Dans l'affaire Braceland c. Canada (Ministre du Revenu national - M.R.N.), [1999] A.C.F. no 434 (1re inst.) (QL), le juge Teitelbaum a appliqué la norme de contrôle énoncée dans Kaiser, supra :
[14] Il est clairement établi que la décision que rend le ministre en application du paragraphe 220(3.1) de la Loi de l'impôt sur le revenu est discrétionnaire et, à ce titre, la portée du contrôle est limitée. La norme de contrôle qu'il convient d'appliquer à la décision que rend le ministre en application du paragraphe 220(3.1) de la Loi fait l'objet d'une analyse dans Kaiser c. Canada (Ministre du Revenu national - M.R.N.) (C.F. 1re inst.) (1995), 93 F.T.R. 66, . . .

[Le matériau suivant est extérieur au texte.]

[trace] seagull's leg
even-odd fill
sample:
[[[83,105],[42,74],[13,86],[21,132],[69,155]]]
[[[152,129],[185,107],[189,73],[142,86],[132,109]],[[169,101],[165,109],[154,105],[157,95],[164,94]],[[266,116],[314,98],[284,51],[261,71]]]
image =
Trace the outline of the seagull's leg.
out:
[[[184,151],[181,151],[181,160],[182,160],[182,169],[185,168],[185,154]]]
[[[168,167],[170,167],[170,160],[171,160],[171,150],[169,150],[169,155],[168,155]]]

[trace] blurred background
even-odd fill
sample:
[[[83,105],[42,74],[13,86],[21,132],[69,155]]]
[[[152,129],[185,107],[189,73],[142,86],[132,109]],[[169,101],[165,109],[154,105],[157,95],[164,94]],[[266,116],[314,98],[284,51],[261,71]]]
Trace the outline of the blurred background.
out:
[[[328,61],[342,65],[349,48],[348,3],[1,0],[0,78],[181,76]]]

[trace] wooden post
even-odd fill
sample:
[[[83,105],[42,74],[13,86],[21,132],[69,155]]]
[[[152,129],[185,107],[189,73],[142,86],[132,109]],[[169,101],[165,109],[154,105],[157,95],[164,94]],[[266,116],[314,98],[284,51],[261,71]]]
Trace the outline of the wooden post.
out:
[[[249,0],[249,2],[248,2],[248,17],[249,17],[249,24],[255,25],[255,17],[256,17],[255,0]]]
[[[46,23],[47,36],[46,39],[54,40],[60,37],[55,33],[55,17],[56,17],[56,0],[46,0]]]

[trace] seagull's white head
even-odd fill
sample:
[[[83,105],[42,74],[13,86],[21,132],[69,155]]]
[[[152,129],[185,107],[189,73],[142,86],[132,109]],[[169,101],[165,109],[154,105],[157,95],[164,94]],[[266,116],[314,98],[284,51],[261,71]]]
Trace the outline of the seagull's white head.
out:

Pour ma part, j'ai aussi récemment appliqué la même norme de contrôle dans Grace Edwards et al. v. Canada Customs and Revenue Agency (31 mai 2002), T-1030-01, 2002 FCT 618 :
[13] Subsection 220(3.1) of the Act vests a discretionary power to the Minister. The courts have the responsibility to ensure that the taxpayer is heard, and that he is entitled to a decision that is the outcome of a fair process in the course of which the submissions he is raising were indeed considered (see Courchesne v. Canada (Revenue), [1996] F.C.J. No. 1469 (T.D.) (QL)).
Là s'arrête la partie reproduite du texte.